The code cell below contains filenames (path + filename) for each of the four data sets available to you.

<b>Task:</b> In the code cell below, use the same method you have been using to load the data using `pd.read_csv()` and save it to DataFrame `df`. 

You can load each file as a new DataFrame to inspect the data before choosing your data set.

In [632]:
# File names of the four data sets
adultDataSet_filename = os.path.join(os.getcwd(), "data", "censusData.csv")
airbnbDataSet_filename = os.path.join(os.getcwd(), "data", "airbnbListingsData.csv")
WHRDataSet_filename = os.path.join(os.getcwd(), "data", "WHR2018Chapter2OnlineData.csv")
bookReviewDataSet_filename = os.path.join(os.getcwd(), "data", "bookReviewsData.csv")

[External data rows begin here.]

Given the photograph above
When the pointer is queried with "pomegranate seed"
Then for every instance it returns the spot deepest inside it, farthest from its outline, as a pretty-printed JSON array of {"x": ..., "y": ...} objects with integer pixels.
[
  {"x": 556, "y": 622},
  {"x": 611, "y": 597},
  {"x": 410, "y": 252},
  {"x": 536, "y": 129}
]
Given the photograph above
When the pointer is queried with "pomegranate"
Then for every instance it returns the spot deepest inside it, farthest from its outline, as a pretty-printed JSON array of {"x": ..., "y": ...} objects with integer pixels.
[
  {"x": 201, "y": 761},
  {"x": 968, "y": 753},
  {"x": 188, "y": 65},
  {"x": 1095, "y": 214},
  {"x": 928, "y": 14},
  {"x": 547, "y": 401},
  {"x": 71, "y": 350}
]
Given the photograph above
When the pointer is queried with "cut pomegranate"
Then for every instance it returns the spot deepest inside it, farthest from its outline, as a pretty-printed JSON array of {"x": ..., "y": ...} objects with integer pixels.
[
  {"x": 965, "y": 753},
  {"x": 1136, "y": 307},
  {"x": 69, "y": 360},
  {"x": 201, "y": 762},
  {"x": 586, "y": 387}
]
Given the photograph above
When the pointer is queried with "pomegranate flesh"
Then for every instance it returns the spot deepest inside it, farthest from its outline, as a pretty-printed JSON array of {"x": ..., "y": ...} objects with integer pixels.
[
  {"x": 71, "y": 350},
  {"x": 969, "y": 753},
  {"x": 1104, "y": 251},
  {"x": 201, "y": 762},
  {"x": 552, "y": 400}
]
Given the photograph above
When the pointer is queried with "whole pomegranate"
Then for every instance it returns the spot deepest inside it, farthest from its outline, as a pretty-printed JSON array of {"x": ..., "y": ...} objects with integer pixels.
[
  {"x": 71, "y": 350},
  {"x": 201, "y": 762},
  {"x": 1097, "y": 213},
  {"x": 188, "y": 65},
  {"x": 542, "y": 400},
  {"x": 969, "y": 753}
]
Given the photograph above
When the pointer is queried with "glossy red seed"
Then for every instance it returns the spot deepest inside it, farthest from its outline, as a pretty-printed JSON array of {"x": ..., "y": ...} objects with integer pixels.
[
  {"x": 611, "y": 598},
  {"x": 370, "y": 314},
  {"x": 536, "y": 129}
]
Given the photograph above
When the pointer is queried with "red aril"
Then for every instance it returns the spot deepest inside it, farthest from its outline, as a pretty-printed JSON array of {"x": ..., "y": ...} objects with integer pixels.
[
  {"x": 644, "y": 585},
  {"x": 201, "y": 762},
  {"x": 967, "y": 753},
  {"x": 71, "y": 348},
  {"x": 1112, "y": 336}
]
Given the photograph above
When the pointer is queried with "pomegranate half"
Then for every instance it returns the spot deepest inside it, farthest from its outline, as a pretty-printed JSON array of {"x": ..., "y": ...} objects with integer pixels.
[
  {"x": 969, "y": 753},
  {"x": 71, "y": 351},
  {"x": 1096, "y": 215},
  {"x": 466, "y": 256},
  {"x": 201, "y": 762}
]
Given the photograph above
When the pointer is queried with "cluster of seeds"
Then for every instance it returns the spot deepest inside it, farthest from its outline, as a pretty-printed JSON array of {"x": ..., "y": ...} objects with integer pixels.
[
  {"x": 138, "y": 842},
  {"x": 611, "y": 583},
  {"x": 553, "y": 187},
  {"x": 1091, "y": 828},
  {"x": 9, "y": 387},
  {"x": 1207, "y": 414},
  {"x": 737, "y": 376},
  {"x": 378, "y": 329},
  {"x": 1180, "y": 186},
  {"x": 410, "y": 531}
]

df = pd.read_csv(WHRDataSet_filename)
print(df.shape)
print(list(df.columns))

#df.head(20)

#class bias is for example if there is a class of 0 and 1 and there is a data set that has patients having a diagnosis or not and the cancer is rare, then is there
#is a result that shows overwhelming bias to one or 0 would need to be (maybe need to be augmented) Something needs to change. 

(1562, 19)
['country', 'year', 'Life Ladder', 'Log GDP per capita', 'Social support', 'Healthy life expectancy at birth', 'Freedom to make life choices', 'Generosity', 'Perceptions of corruption', 'Positive affect', 'Negative affect', 'Confidence in national government', 'Democratic Quality', 'Delivery Quality', 'Standard deviation of ladder by country-year', 'Standard deviation/Mean of ladder by country-year', 'GINI index (World Bank estimate)', 'GINI index (World Bank estimate), average 2000-15', 'gini of household income reported in Gallup, by wp5-year']


In [633]:
#find columns that have missing values
nan_count = np.sum(df.isnull(), axis = 0)
nan_count



country                                                       0
year                                                          0
Life Ladder                                                   0
Log GDP per capita                                           27
Social support                                               13
Healthy life expectancy at birth                              9
Freedom to make life choices                                 29
Generosity                                                   80
Perceptions of corruption                                    90
Positive affect                                              18
Negative affect                                              12
Confidence in national government                           161
Democratic Quality                                          171
Delivery Quality                                            171
Standard deviation of ladder by country-year                  0
Standard deviation/Mean of ladder by cou

## Part 2: Define Your ML Problem

Next you will formulate your ML Problem. In the markdown cell below, answer the following questions:

1. List the data set you have chosen.
2. What will you be predicting? What is the label?
3. Is this a supervised or unsupervised learning problem? Is this a clustering, classification or regression problem? Is it a binary classificaiton or multi-class classifiction problem?
4. What are your features? (note: this list may change after your explore your data)
5. Explain why this is an important problem. In other words, how would a company create value with a model that predicts this label?

# My ML Problem.>
1. World Happiness Report (WHR) data set: WHR2018Chapter2OnlineData.csv
2. I will be predicting confidence level in national government. The label is "positive affect is above average"
3. This is a supervised learning problem. This is a binary classification problem"
5. A company, like the general public, may want to know what features contribute to a higher than average positive affect in a population, regardless of the year. The country with data available is not as relevant because we are not trying to compare countries. We are just comparing features. 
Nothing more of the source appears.